A Closet Full of Clothes and Hearts Full of Love

As the days quickly approach her fist birthday, I find myself reflecting (more like reliving) this past year and wondering how I even made it. I still hear the nurse on the other end of the call, “We have the results of your Progenity test and they are completely normal. Do you want to know the gender?” Heck yes, I wanted to know the gender! I had been wondering since the day I found out I was pregnant if we were team pink or blue. With Father’s Day only days away I had the perfect plan to reveal to our family just what “it” was. As our two older children, 12 and 4, huddled around their father they made little chants rooting on which team they were on as he opened the little box with a simple onesie. It was hot PINK and read Happy Father’s Day. When I bought it, which was only hours after the phone call telling me our little girl was perfectly normal, it never occurred to me she would never actually wear that onesie. The following weeks I continued to fill the girls’ closet. Jillian, our oldest daughter, made room for her little sister, Emery Rose. Emery Rose had quite the wardrobe. I found outfits in animal prints, little sister attire and of course I didn’t forget the little ruffle booty pants. There were outfits I loved so much I knew I wanted her to wear them right away, but knowing she would grow out of them so quickly I bought them in newborn and a size bigger. I knew I needed practical outfits for daycare, dress up outfits for mommy/daughter days and of course “easy” button up outfits for middle of the night changing. This little girl had everything she needed and we knew we were set for at least a year of clothing. After all, I didn’t know how fast she would grow so I didn’t want to go overboard. Can you really go overboard with little girls in the house?


Once we knew there was a chance Emery could come early I even started to pack a hospital bag. Of course, I couldn’t decide on what outfits to take so I had about 5 little outfits perfectly folded and placed in her baby bag. The night before I left for my first appointment at the Cincinnati Fetal Center I remember standing in the girls’ room looking at the bag. Should I take an outfit or not? I was only 28 weeks and I didn’t even consider the thought I wouldn’t return home until 5 weeks later. And I wouldn’t let it cross my mind that I would return home without her. What I couldn’t allow myself to think that day actually happened. Emery Rose was not going to be able to come home. The CPAM in her chest was just too big and caused too much damage. She hung on and fought as long as she could but we had to say goodbye. I stayed in the hospital 4 days after Emery was born and it was on one of those days the child life department at Cincinnati Children’s brought me some photos that had been taken.

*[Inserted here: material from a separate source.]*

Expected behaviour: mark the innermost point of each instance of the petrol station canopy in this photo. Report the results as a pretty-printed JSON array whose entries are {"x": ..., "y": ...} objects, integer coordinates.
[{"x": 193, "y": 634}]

I looked at the photos and instantly thought, “Whose clothes are those?” Emery was perfectly and beautifully dressed in a white onesie outfit with gold hearts speckled thought out and a blue bow stitched on it. It was adorable but these were not her clothes. I had not picked this out for her and then it hit me. Why? Why had I not packed, at least, one outfit for her? Why did I not have my husband bring something, anything, on all those trips he made back and forth while I was almost 2 hours away fighting for me to stay pregnant just one more day.

When I finally returned home I avoided looking in the girls’ closet. Obviously, I had to enter the room as it was Jillian’s room too. It was a few weeks later and something came over me. I felt claustrophobic, suffocating in her belongings and wanted to clean out the girls’ room to give Jillian some space back. What no one ever prepares you for is the hurt and anguish that goes along with pulling out those same clothes you picked out, washed, folded and placed perfectly in a dresser knowing your child will never get to wear them. It was an ugly moment in our house. I sat sobbing uncontrollably in her room. Her clothes were scattered all around me and my husband was sitting behind me. There wasn’t anything he could do in that moment to console me, but he wasn’t leaving either. I spent time that day packing up just enough to give Jillian enough room and what I did pack up still remains in my closet. There are clothes of Emery’s that still hang in the girls’ closet, some even with tags on them. Jillian has taken it upon herself to get a couple outfits down for her Baby Alive. Jillian assured me her sister doesn’t mind. Jillian even asked a few months after her sister passed away if we had a box big enough to send to Jesus. She was concerned about what Emery was wearing in Heaven if all her clothes are still at home. I assured her she had a closet full of anything and everything she would ever need and that one day they could actually share that closet like they were supposed to.